Tuesday, April 30, 2002

I resemble that remark

Reflection....

Reflection...

My dad  is a great proponent for education - but he always warned us:

"The more education people have, it seems the less common sense they have."

Does he have a point? How might this impact our pursuit of knowledge management solutions?

[Cathy O. Frampton]

My wife would certainly agree with your father after living with me all these years. :)

As to how that might relate to KM, I suspect that KM efforts will eventually help reinforce the notion of multiple intelligences and their relevance to organizational success. In the short term, KM efforts are likely to shift the balance toward those people in organizations who are most facile with the written word. That might become a problem if you couple it with the observation that a great deal of power in organizations flows to those most facile with the spoken word. 

Senior management is generally an oral culture and KM is a literate culture. An area for unexpected conflict and, to be hoped, eventual reconciliation

3:39:44 PM •  • comment  
Science and democracy

Odds Are Stacked When Science Tries to Debate Pseudoscience. Opponents of the scientific method try very hard to appear in debates with scientists. Merely being on the same stage represents a victory. By Lawrence M. Krauss. [New York Times: Science]

Well worth reading on a number of levels. Two snippets worth noting:

Science is not fair. All ideas are not treated equally. Only those that have satisfied the test of experiment or can be tested by experiment have any currency. Beautiful ideas, elegant ideas and even sacrosanct notions are not immune from termination by the chilling knife edge of experimental data.

...

Science is not a democratic process. It does not proceed by majority rule and it does not accept notions that have already been disproven by experiment.

The curious thing is that science and democracy get along so well that we often fail to appreciate how different they are at root.

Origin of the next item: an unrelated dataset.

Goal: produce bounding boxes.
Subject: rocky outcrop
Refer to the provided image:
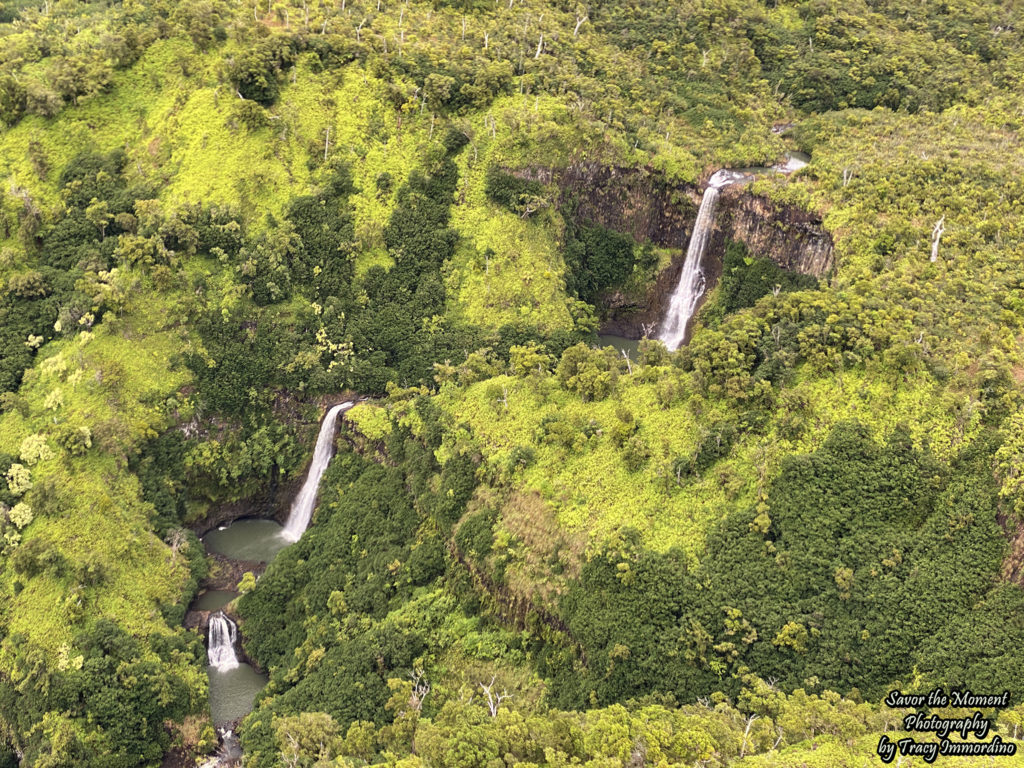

One particular problem this raises is that we don't see the limits on the possible that science takes for granted. We see the miracles and believe that anything is possible.  Worse, the worldviews are so deeply embedded that the two cultures often can't even recognize that they aren't communicating. For a legislator, to whom everything is negotiable, hearing a scientist claim something as impossible sounds like no more than an opening position for a debate. To a scientist, it is a claim that debate is irrelevant because we've moved outside the boundaries of science.

Based on the amount of nonsense trying to pass itself off as science and the general credence it is granted by the media and the general public, I'm not confident about our ability as a culture to learn to think with discipline.  This is not a good time to rely on lazy thinking.